Further translation and evolution was needed, to take the best of agile working and blend this with innovative practice research and evaluation methodologies. Over the last year our team has made that shift.

A shift that underpins research for growth.

Research for growth

We are now a global charity (working not only in the UK but also Australia and Kenya), and as such we need to be flexible and accountable to a degree many of us have not had to think about before. We have partners who work on an international level and expect us to be able to deliver to this standard. And we have a responsibility to the three million lives we have said we will change for the better through digital by 2020.

Blending agile research with a socially responsible (and people-focused) approach has taught me lot, and not always been straightforward. But we are now working differently, unconsciously. This is manifest in our day to day practice where we:

  1. Think bite-sized: breaking large tasks into discrete pieces that gives everyone a chance to lead and to everyone else a chance to input before the research product or even methodology is too hard wired to be challenged.
  2. Recognise the importance of humility: skills and experience are great but fresh and external viewpoints help us to improve and challenge the safe world we’ve built for ourselves.
  3. Are reflective: without this we don’t know what we’ve missed and how to do it more effectively and in as lean a manner as possible.
  4. Draft and draft and draft: to work through all the stages, from the sketched outline, through layers of tracery to something that begins from angles to feel solid.
  5. See the fork in the road and take it: being brave and speaking to partners and colleagues when something isn’t working, calling it out then and there. Rather than parking it as a could have done, could have been better, might do next time.

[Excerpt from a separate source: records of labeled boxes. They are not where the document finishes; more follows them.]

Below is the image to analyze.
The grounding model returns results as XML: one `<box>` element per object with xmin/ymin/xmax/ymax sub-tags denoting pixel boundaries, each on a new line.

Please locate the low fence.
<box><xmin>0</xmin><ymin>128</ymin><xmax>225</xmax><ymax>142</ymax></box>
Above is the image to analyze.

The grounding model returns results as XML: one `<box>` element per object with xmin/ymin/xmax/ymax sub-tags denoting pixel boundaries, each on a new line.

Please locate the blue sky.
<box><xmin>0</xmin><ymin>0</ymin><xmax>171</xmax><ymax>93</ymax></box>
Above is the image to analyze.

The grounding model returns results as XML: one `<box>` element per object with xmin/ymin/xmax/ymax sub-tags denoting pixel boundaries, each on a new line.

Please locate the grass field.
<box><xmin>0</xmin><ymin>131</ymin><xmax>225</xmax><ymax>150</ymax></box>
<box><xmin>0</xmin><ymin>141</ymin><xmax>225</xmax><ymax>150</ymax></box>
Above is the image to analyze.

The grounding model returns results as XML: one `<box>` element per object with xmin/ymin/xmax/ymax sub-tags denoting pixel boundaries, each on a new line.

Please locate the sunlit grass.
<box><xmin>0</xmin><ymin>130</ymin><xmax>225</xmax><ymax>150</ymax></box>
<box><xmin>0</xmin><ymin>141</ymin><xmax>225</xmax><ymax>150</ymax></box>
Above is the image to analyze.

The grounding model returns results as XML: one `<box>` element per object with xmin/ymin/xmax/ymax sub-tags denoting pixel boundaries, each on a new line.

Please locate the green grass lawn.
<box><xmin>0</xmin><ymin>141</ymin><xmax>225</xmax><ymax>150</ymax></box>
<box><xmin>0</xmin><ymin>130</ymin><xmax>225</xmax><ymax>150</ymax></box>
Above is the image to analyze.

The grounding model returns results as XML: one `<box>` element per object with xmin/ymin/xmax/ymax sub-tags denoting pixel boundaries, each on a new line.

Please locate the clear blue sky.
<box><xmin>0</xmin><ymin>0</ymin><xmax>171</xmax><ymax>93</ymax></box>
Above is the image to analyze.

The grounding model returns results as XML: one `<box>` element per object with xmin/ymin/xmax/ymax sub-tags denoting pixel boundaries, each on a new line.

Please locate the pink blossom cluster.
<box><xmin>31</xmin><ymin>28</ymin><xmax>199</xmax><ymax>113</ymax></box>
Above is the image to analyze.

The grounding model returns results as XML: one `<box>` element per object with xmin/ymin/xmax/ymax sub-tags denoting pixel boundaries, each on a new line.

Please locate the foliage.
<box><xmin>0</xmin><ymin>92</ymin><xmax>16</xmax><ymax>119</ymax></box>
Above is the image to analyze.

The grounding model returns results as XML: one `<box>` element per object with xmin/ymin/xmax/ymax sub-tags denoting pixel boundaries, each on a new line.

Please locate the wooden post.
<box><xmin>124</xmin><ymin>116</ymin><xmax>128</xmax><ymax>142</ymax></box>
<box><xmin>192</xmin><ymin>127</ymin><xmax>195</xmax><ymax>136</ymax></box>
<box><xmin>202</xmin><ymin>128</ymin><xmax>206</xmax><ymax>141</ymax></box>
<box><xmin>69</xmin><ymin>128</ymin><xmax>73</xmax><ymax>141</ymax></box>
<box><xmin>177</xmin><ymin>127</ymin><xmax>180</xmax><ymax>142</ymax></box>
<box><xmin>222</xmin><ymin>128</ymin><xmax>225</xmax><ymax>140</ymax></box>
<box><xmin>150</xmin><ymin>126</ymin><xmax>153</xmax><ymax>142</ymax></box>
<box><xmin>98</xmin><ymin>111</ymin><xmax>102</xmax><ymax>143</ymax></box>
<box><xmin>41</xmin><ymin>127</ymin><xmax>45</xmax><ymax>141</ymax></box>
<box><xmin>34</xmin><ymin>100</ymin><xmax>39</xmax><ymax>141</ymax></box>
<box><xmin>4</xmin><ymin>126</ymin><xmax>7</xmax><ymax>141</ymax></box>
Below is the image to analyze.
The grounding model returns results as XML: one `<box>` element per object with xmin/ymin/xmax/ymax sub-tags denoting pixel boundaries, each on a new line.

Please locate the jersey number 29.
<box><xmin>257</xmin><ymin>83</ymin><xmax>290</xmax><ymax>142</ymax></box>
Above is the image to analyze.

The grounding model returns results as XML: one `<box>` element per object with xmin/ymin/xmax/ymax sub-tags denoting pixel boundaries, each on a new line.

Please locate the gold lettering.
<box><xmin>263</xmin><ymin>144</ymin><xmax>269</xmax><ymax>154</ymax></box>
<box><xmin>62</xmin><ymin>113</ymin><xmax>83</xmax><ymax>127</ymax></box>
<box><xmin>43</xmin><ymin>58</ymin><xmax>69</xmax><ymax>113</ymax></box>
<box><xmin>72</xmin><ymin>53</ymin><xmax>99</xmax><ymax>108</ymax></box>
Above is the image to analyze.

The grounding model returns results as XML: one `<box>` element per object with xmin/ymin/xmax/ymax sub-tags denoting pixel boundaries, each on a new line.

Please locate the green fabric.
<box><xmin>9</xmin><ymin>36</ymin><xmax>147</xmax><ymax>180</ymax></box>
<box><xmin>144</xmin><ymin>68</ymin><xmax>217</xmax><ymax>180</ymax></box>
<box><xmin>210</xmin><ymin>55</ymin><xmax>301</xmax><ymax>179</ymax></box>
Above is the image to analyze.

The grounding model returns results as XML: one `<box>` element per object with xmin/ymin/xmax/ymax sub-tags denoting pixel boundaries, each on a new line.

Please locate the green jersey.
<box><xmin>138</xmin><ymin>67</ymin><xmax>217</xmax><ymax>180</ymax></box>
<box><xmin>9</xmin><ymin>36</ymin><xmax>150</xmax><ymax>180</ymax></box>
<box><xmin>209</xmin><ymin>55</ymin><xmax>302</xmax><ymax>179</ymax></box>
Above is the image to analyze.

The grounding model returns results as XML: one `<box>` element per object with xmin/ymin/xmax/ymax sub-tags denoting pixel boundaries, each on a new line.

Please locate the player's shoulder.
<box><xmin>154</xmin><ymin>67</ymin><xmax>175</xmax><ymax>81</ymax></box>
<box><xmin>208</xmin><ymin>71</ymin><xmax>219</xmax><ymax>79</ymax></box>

Stepping back, I think we are beginning to recognise that research for growth requires structural and methodological changes also, and as such:

We look differently as a team

We’re not just the same core set of people we once were. We flex far more. Roles are not rigid. How we describe ourselves in relation to our work, our job descriptions, what we see as our core skills is shifting.

We think differently

We no longer follow a linear path, constrained by assumptions, and as difficult as it is, open challenge has made us better, more creative, more analytical, more understanding, and less precious.

We’re faster

We work together to refine, reshape and improve that which working in isolation we might have been happy to put up with. We’ve moved from being comfortable with our established approaches, following set methodologies to deliver outcomes for one project purpose alone, and now iterate our methods in a live manner to learn more.

These things are helping to challenge us in a positive way, and give us new energy. It is about being agile, but it’s more than that  – we have changed and will continue to do so.